We write the equation of the first law: \begin{equation} dU=dq+dw=dq-pdV \end{equation} For an ideal gas it is true that: \begin{equation} dU=C_vdT\;\;y\;\ ;P=\frac{nRT}{V} \end{equation} Substituting into the first law: \begin{equation} C_vdT=dq-\frac{nRT}{V}dV \end{equation} Dividing the entire equation by T \begin{equation} \frac{C_v}{T}dT=\frac{dq}{T}-nR\frac{dV}{V} \end{equation} Integrating over the Carnot cycle \begin{equation} \oint C_v\frac{dT}{T}=\oint\frac{dq}{T}-nR\oint\frac{dV}{V} \end{equation} The integrals $\oint C_v\frac{dT} {T}$ and $\oint\frac{dV}{V}$ are zero since the integrands are differentials of state functions and the integral over one cycle is zero.
Therefore, the equality becomes: \begin{equation} \oint \frac{dq}{q}=0 \end{equation} valid expression for a Carnot cycle operating with an ideal gas.
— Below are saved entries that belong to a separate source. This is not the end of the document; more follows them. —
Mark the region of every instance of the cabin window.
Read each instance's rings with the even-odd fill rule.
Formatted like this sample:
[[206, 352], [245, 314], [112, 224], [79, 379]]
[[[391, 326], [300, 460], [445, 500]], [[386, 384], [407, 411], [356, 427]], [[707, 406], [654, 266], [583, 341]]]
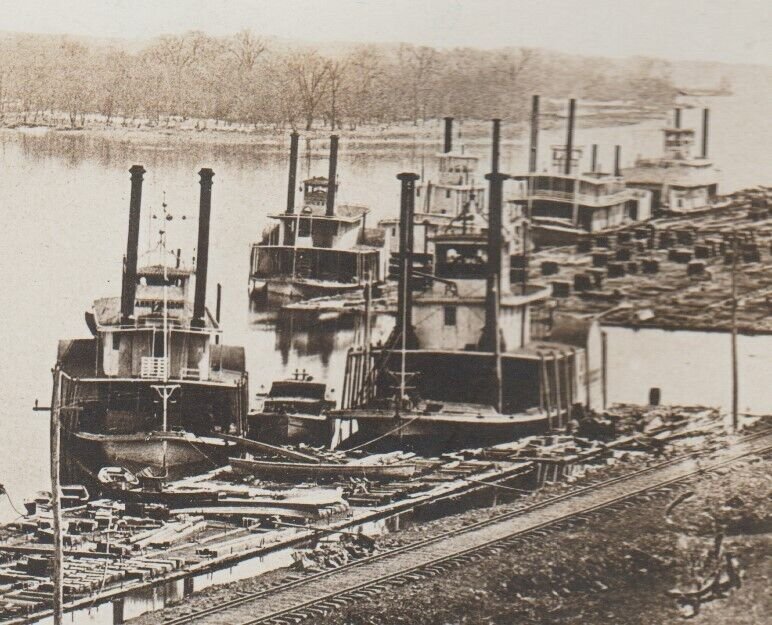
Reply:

Writing the four terms of the integral (one for each stage of the Carnot cycle). \begin{equation} \oint\frac{dq}{q}=\oint_{1}^{2}\frac{dq}{T}+\oint_{2}^{3}\frac{dq}{T }+\oint_{3}^{4}\frac{dq}{T}+\oint_{4}^{1}\frac{dq}{T} \end{equation} The adiabatic stages ($2\rightarrow 3 $ and $4\rightarrow 1$) have $dq=0$ and the integrals corresponding to these stages are zero. The isothermal stages work at temperatures $T_F$ and $T_c$, exchanging heat $q_F$ and $q_c$ with the environment, respectively.
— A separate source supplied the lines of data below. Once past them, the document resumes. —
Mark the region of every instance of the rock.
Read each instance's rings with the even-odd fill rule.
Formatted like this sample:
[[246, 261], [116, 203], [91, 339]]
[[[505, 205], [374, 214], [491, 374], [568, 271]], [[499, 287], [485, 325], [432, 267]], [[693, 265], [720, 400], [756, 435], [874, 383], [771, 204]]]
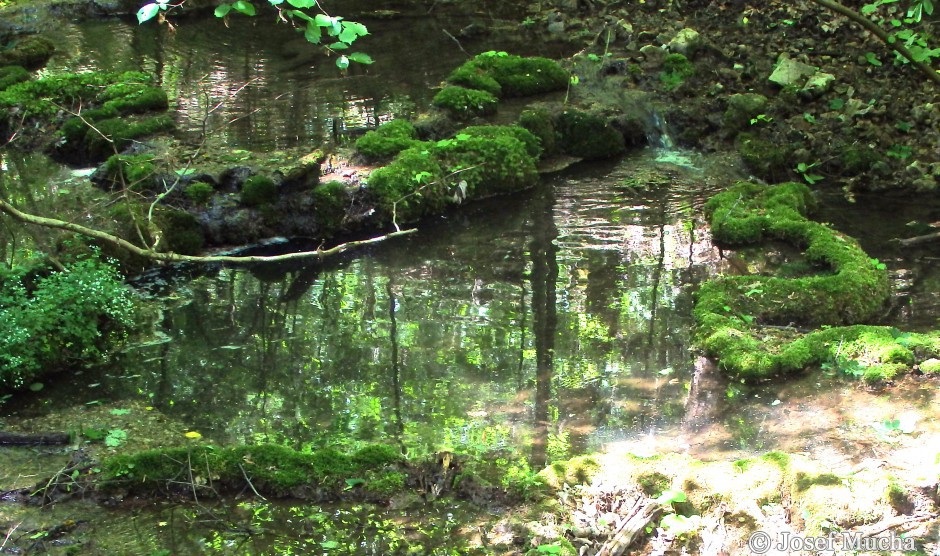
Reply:
[[819, 98], [832, 90], [835, 81], [836, 76], [831, 73], [817, 71], [806, 80], [806, 85], [800, 89], [800, 95], [805, 98]]
[[640, 53], [645, 57], [643, 65], [647, 69], [658, 69], [666, 61], [666, 51], [659, 46], [648, 44], [640, 48]]
[[806, 78], [816, 73], [818, 69], [781, 54], [768, 80], [781, 87], [801, 87], [806, 82]]
[[928, 359], [920, 364], [920, 370], [923, 373], [940, 373], [940, 359]]
[[734, 131], [747, 128], [752, 118], [767, 110], [767, 104], [767, 97], [757, 93], [731, 95], [724, 115], [725, 127]]
[[565, 32], [565, 24], [562, 21], [553, 21], [548, 24], [548, 32], [553, 35], [561, 35]]
[[684, 54], [691, 57], [702, 45], [702, 37], [695, 29], [686, 27], [679, 31], [676, 36], [669, 41], [666, 48], [669, 52]]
Therefore: \begin{equation} \oint\frac{dq}{q}=0=\frac{q_c}{T_c}+\frac{q_F}{T_F} \end{equation} Solving for: \begin{equation} \frac{q_F}{q_c}=\frac{T_c}{T_F} \end{equation} Substituting into the expression calculated above for the performance in the Carnot cycle. \begin{equation} e=1-\frac{q_F}{q_c}=1-\frac{T_F}{T_c} \end{equation} This expression gives us the efficiency of a reversible heat engine operating between two temperatures $T_C $ (hot spot) $T_F$ (cold spot). As can be seen, the performance only depends on the temperature difference between the two sources and approaches 1 when $T_F$ is smaller and $T_C$ is larger.
A reversible machine does not exist in reality, all machines work with some irreversibility, therefore, the Carnot cycle represents a maximum performance limit that cannot be exceeded by any real machine.